De inkomsten van de staat
De inkomsten van de staat bestaat voornamelijk uit loonbelasting, dividend, winstbelasting en BTW. Bij normale overmakingen van USD’s via de CBvS krijgt de overheid SRD’s op haar rekening en blijven de USD’s op de rekening van de CBvS (deviezenreserve). Met die USD’s zou de Bank haar taak moeten uitvoeren wat o.a. inhoud de waarde van de SRD verdedigen. Uit tabel 1 blijkt, dat in de periode 2010 tot 2023 er bijkans vier keer zoveel was geëxporteerd dan voor 2010 en de handelsbalans op 2015 na steeds positief was. Als de bevolking op 600.000 is gebleven en aangenomen mag worden dat zij niet veel meer heeft geconsumeerd, de Surinaamse productiebedrijven en multinationaals uit eigen middelen hun verplichtingen in het buitenland hebben betaald, kan de waarde van de SRD niet van SRD 2,70 naar SRD 36 dalen (1233%) voor een USD in dezelfde periode. Hoe kan de overheid vanaf 2014 dan geldtekorten hebben om haar lokale verplichtingen te voldoen? Dat zou alleen kunnen als de overheid geen SRD’s van de CBvS krijgt in ruil voor haar USD’s inkomsten, geen belastingen bij de lokale bedrijven en de multinationals int en te veel betaalt voor geleverde diensten.
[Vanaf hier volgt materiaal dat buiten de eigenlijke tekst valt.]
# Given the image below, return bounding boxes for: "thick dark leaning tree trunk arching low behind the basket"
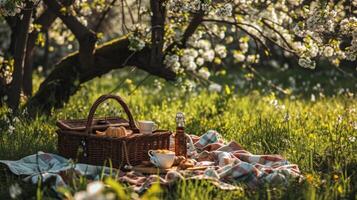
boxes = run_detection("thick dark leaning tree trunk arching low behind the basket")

Om dat op te vangen heeft zij, volgens deskundigen, de koers van SRD 7,40 laten stijgen naar SRD 38 voor een USD. Overigens schreef de ASFA onlangs in haar Nieuwjaarsverklaring dat de overheid haar belastingen beter moet innen. In het jaarverslag 2020 van Staatsolie staat dat zij USD 135 miljoen aan dividend (25% aandelen) had ontvangen van Newmont en USD 132 miljoen voor de staat had overgemaakt. Teruggerekend, betekent dat USD 405 miljoen winst voor Newmont en USD 360 miljoen aan winstbelasting voor de overheid. Dat is een brutowinst van ruim USD 900 miljoen. Als aangenomen wordt dat IamGold ongeveer dezelfde omzet heeft gehad, betekend dat totaal 720 USD winstbelasting voor de overheid. Daaruit volgt ook dat de genoteerde 1,2 miljard USD-goudexport door de twee grote goudbedrijven door de CBvS in 2020 niet correct is, als zij samen een brutowinst van 1,8 miljard hebben. Ook voor 2019,2018 en 2017 geldt dat. De betalingsbalans van 2017 tot 2020 zijn dus ook niet correct. Met de USD 132 miljoen overmaking van Staatsolie, zou de staat USD 852 miljoen hebben ontvangen in 2020.
De showcase
Onlangs nog verklaarde de minister van Financiën dat hij niet van plan is de goed gekeurde ondersteuning van USD 7 miljoen op de rekening van SWM te storten, maar de aannemers rechtstreeks gaat uitbetalen die bij inschrijving opdrachten toegewezen krijgen. Daarmee bevestigt hij evenals de vele berichten in de media en de presidentiële commissies dat de verspilling en corruptie onverkort doorgaan. Als alle importen worden betaald met USD’s die worden gekocht bij de cambio’s en de banken, die afkomstig zijn van de kleine goud-, rijst-, vis- en de houtsector, is de vraag waar die USD 852 miljoen winstbelasting van IamGold, Newmont en Staatsolie zijn gebleven. Dat betekent dat van 2020 tot en met 2023 onder toeziend oog van het IMF ruim USD 3,4 miljard aan de economie is onttrokken. Met de USD 1,8 miljard van de periode 2010 tot 2020, is dat totaal USD 5,4 miljard. Uit het voorgaande blijkt dat het financieel beleid van regering Bouterse 1 en 2 van 2010 tot 2020 door regering Santokhi/Brunswijk wordt voorgezet. Is er nog sprake van een succesvol IMF-programma? Moeten andere landen dit als voorbeeld nemen?